Spectacle. Casif de Sidi Fredj (Alger), Sublime soirée avec Lounis Aït Menguellet

Comme d’habitude, l’artiste a encore subjugué le public avec l’ambiguïté des sens qu’il insuffle aux mots. Des mots ciselés à l’image d’un orfèvre des plus émérites.Le théâtre le Casif à Sidi Fredj (Alger) a accueilli, lundi dernier, le chanteur kabyle, Lounis Aït Menguellet.
Le concert a drainé un public nombreux adepte de la poésie et de la chanson à texte. L’artiste a interprété un répertoire riche où sentiments, vicissitudes de la vie, engagement sont mis en lumière avec sagesse et lucidité. Aït Menguellet est accompagné entre autres par l’artiste Rabah Tissilia (guitare), son fils Djaâffar à la flûte et le percussionniste Saïd Ghezli, ce qui a donné aux airs musicaux une âme du terroir. Ainsi, à les entendre, le spectateur ne se sent pas dépaysé ni cloué dans l’exotisme. Aït Menguellet entame la soirée avec Tekesm el mahna, pour ensuite interpréter des chansons sentimentales à l’exemple de Matrud ula dnek aketer, Tafat ned dunitiw, Sabr aauliw. Autres chansons savourées, Nekni swarrac elezzayeer, Asunejma, Askuti et Attes, attes.
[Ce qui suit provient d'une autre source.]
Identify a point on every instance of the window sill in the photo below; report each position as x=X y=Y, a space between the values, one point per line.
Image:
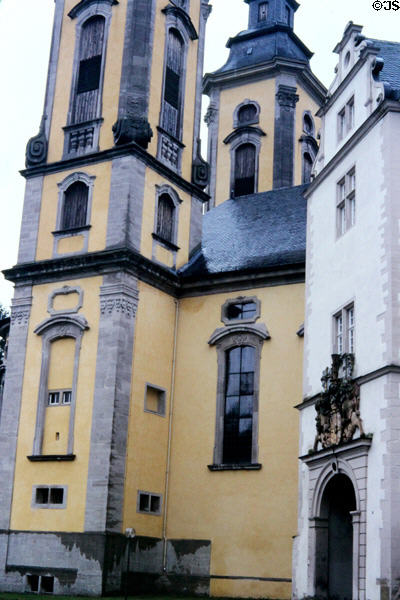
x=166 y=243
x=72 y=230
x=236 y=467
x=51 y=457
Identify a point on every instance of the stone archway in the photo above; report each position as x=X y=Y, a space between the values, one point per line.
x=334 y=548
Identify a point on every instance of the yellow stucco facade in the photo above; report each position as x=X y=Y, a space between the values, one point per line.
x=116 y=395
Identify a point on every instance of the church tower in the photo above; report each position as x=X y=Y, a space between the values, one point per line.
x=113 y=204
x=262 y=130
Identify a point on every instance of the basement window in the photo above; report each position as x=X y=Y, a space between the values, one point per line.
x=155 y=400
x=49 y=496
x=149 y=503
x=43 y=584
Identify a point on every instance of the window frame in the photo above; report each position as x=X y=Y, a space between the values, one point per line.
x=346 y=119
x=49 y=505
x=346 y=202
x=89 y=131
x=346 y=317
x=59 y=233
x=224 y=340
x=162 y=401
x=151 y=495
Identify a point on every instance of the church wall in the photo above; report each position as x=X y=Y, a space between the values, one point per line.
x=305 y=104
x=72 y=474
x=148 y=432
x=245 y=543
x=229 y=99
x=112 y=76
x=50 y=208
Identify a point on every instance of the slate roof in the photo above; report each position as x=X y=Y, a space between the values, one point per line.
x=390 y=53
x=255 y=46
x=254 y=232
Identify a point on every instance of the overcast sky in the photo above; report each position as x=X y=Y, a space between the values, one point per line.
x=25 y=31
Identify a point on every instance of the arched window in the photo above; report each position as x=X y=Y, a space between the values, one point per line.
x=247 y=113
x=85 y=105
x=238 y=412
x=245 y=170
x=172 y=96
x=307 y=167
x=74 y=213
x=308 y=124
x=165 y=218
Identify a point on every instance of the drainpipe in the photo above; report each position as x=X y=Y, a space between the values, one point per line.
x=167 y=471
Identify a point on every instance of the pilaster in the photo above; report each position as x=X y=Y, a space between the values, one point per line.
x=285 y=107
x=105 y=486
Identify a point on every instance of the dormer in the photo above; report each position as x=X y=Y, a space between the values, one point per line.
x=348 y=52
x=267 y=13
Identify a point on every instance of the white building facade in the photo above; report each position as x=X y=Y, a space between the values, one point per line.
x=348 y=542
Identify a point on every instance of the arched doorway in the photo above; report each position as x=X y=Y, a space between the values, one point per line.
x=334 y=541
Dans cette chanson, il dit en résumé :

Dors, dors, il n’est pas temps encore

Ce n’est pas ton tour de parole,

Toi qui a perdu le sommeil.

(…)

Parcours le Caire de bout en bout,

Oiseau porte leur mon message.

Dis leur : les caisses d’opium

Que vous nous avez envoyées,

Nous les avons reçues.

Dis leur : bannissez l’inquiétude,

Ceux que vous craignez sont tous endormis.

(…)

Ils te bercent jusqu’à t’endormir,

Te couvrent,

Tout ce que tu désires existe

En rêve tout est facile

Referme les yeux et rendors-toi

De peur que nous te réveillions

Dors, dors, il n’est pas temps encore,

Ce n’est pas ton tour de parole.

Toi qui a perdu le sommeil,

Tu le retrouveras dans notre pays,

(…)

L’artiste gratifie le public d’une autre chansons non moins dépourvue d’images et de métaphores, à savoir Akka ammi, inspirée du livre de Machiavel Le prince, pour boucler la soirée avec Kecini ruh nek adeqquimet. Une soirée où le ciseleur des mots à l’image d’un orfèvre des plus émérites a su inoculer à son public l’amour de la poésie avec un support musical qui plonge ses racines dans les tréfonds de la montagne. Les spectateurs n’ont pas beaucoup dansé malgré les rythmes intenses qu’a donnés l’artiste à plusieurs de ses chansons. En effet, on ne se livre pas aux chants de Lounis Aït Menguellet, on les apprécie. Et pour ce faire, il faut être distant pour les écouter. Peut-être, le spectateur pourra-t-il découvrir du moins en partie infinitésimale l’art de jouer avec l’ambiguïté des sens, une des caractéristiques de la poésie de Lounis Aït Menguellet.